Question

The values of $\alpha $ for which the point $\left( {\alpha - 1,\alpha + 1} \right)$ lies in the larger segment of the circle ${x^2} + {y^2} - x - y - 6 = 0$ made by the chord whose equation is x + y - 2 = 0 is
(a). -1 < $\alpha $ < 1
(b). 1 < $\alpha $< $\infty $
(c). -$\infty $ < $\alpha $< -1
(d). $\alpha \leqslant 0$

Answer 1

Hint: Using the given information from the question we can find the range of$\alpha $. That is substituting the given point in the equation of the circle, as the point lies on the circle.

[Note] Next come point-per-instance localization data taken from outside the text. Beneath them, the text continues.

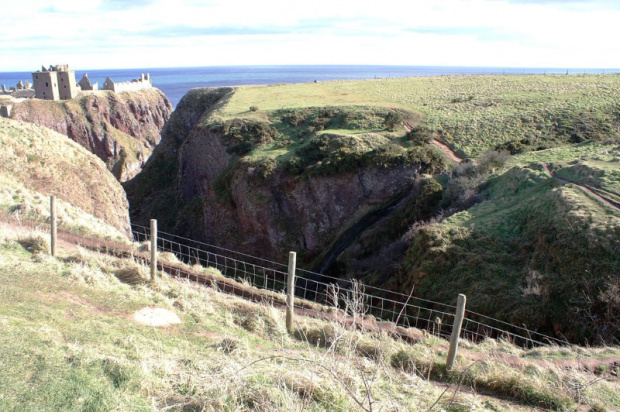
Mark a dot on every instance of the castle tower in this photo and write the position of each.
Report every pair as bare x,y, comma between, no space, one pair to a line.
46,85
67,87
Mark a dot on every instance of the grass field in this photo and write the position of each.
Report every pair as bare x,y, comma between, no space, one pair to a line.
473,113
542,240
70,341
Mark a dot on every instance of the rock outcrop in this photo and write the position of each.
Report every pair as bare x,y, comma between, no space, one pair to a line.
197,185
38,162
121,129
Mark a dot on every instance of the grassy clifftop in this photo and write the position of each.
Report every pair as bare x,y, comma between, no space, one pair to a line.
471,113
536,215
121,129
540,248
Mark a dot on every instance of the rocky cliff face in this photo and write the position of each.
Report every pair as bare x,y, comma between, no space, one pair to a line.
196,184
121,129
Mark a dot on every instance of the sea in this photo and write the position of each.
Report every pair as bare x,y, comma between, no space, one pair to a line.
175,82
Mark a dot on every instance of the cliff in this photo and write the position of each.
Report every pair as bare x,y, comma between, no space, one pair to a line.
38,162
121,129
268,185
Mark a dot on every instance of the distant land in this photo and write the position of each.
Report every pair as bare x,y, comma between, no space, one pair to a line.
175,82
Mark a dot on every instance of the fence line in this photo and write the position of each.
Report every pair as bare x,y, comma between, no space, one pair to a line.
382,304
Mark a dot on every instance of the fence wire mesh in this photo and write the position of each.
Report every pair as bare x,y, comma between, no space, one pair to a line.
384,305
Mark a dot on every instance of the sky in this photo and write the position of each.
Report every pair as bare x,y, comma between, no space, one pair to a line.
106,34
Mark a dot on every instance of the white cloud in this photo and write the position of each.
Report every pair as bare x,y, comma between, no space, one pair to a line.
150,33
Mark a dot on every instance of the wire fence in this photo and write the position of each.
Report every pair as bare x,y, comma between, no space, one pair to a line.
348,295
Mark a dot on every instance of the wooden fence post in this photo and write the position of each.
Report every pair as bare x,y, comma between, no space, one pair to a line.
290,291
153,249
456,331
54,230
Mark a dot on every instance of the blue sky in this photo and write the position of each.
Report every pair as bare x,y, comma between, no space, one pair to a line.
99,34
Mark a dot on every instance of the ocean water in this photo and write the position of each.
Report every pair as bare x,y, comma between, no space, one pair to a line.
175,82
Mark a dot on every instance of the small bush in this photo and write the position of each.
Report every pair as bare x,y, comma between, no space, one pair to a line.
420,136
133,274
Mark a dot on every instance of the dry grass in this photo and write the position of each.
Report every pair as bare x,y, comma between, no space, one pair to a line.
229,354
38,162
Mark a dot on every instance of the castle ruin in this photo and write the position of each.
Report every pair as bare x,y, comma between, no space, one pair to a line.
55,83
144,82
58,83
85,83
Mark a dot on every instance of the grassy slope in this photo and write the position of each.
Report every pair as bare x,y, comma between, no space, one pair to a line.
475,113
37,162
536,248
69,343
86,110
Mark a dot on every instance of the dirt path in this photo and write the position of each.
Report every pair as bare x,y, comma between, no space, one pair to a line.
445,149
585,188
305,308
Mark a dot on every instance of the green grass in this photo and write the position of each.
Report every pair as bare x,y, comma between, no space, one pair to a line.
38,162
69,342
531,245
521,112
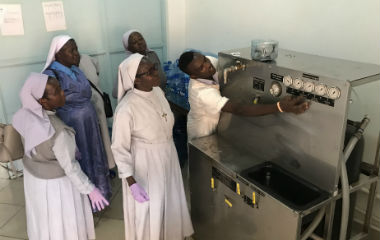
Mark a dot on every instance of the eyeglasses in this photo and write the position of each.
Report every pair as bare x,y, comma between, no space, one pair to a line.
149,72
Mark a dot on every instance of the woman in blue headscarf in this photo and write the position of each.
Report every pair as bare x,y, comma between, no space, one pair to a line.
78,111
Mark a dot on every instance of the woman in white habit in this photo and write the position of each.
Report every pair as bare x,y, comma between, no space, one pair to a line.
56,189
153,195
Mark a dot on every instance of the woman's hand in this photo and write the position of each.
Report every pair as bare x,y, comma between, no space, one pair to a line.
139,193
97,200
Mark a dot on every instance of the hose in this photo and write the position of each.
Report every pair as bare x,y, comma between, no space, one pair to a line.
310,229
344,178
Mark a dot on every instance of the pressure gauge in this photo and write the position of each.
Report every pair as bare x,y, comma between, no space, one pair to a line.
275,89
298,83
287,80
320,89
333,93
308,86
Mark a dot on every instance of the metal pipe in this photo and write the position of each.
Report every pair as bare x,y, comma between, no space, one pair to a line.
344,178
315,237
310,229
372,192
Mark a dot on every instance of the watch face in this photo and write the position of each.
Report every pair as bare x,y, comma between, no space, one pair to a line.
320,89
308,87
287,80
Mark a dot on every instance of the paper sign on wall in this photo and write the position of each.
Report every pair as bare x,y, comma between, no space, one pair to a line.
11,22
54,16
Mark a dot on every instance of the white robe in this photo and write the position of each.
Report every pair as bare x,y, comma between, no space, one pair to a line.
143,147
90,67
59,208
206,104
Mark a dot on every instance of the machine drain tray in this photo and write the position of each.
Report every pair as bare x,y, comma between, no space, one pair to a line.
291,190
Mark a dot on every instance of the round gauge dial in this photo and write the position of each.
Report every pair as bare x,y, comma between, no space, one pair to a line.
333,93
298,83
320,89
308,86
287,80
275,89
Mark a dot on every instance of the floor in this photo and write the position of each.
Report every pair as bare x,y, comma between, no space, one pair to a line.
13,219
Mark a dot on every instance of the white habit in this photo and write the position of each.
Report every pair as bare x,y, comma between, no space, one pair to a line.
206,104
59,208
143,147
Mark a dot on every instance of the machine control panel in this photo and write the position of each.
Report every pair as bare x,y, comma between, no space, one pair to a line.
318,92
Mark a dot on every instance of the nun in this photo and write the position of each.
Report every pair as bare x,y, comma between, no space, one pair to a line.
154,200
56,189
90,68
78,111
134,42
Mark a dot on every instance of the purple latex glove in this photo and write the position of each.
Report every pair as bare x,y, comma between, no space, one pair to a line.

Using the condition that the point and the centre of the circle must have the same sign, we can get the values of $\alpha $. Using the inequalities we get, together we can form the value of $\alpha $.

Complete step-by-step answer:
The given circle S(x, y)$ \equiv $ ${x^2} + {y^2} - x - y - 6 = 0$
On comparing the given equation with ${x^2} + {y^2} + 2gx + 2fy + c = 0$
We can decide 2g = -1 and 2f = -1 and c =-6
$ \Rightarrow g = - \dfrac{1}{2}$
$ \Rightarrow f = - \dfrac{1}{2}$
To find the centre of the circle, we have C = (-g, -f)
Centre at C$ \equiv $$\left( { - \left( { - \dfrac{1}{2}} \right), - \left( { - \dfrac{1}{2}} \right)} \right)$$ = \left( {\dfrac{1}{2},\dfrac{1}{2}} \right)$

According to the given conditions, the given point P $\left( {\alpha - 1,\alpha + 1} \right)$ must lie inside the given circle.
i.e., S $\left( {\alpha - 1,\alpha + 1} \right) < 0$
That is, substitute the point in the given equation of circle ${x^2} + {y^2} - x - y - 6 = 0$
$ \Rightarrow {\left( {\alpha - 1} \right)^2} + {\left( {\alpha + 1} \right)^2} - \left( {\alpha - 1} \right) - \left( {\alpha + 1} \right) - 6 < 0$
$ \Rightarrow {\alpha ^2} - \alpha - 2 < 0$
$ \Rightarrow \left( {\alpha - 2} \right)\left( {\alpha + 1} \right) < 0$
$ \Rightarrow - 1 < \alpha < 2$… (2)
[Using sign-scheme from algebra]
And also Point P and Centre C must lie on the same side of the line.
Locus L(x, y) = x + y -2 = 0 … (3)
Locus: A shape created by the set of points whose points satisfies a given set of rules.
i.e., L $\left( {\dfrac{1}{2},\dfrac{1}{2}} \right)$and L$\left( {\alpha - 2} \right)\left( {\alpha + 1} \right)$ must have same sign.
Now, since L $\left( {\dfrac{1}{2},\dfrac{1}{2}} \right)$=$\dfrac{1}{2}$+$\dfrac{1}{2}$- 2 < 0
Therefore, we have
L$\left( {\alpha - 2} \right)\left( {\alpha + 1} \right)$=$\left( {\alpha - 1} \right) + (\alpha + 1) - 2 < 0$
$ \Rightarrow \alpha < 1$… (4)
Inequalities (2) and (4) together give the permissible values of $\alpha $ as -1 < $\alpha $< 1

Note: Instead of asking the value of $\alpha $, we might be asked to find the number of integrals of $\alpha $. Then the solution or the integral value will be 0 and 1. Therefore the number of integral values will be 2. We can solve this by using graphical methods. We can plot and separate the integral points satisfying both the equations.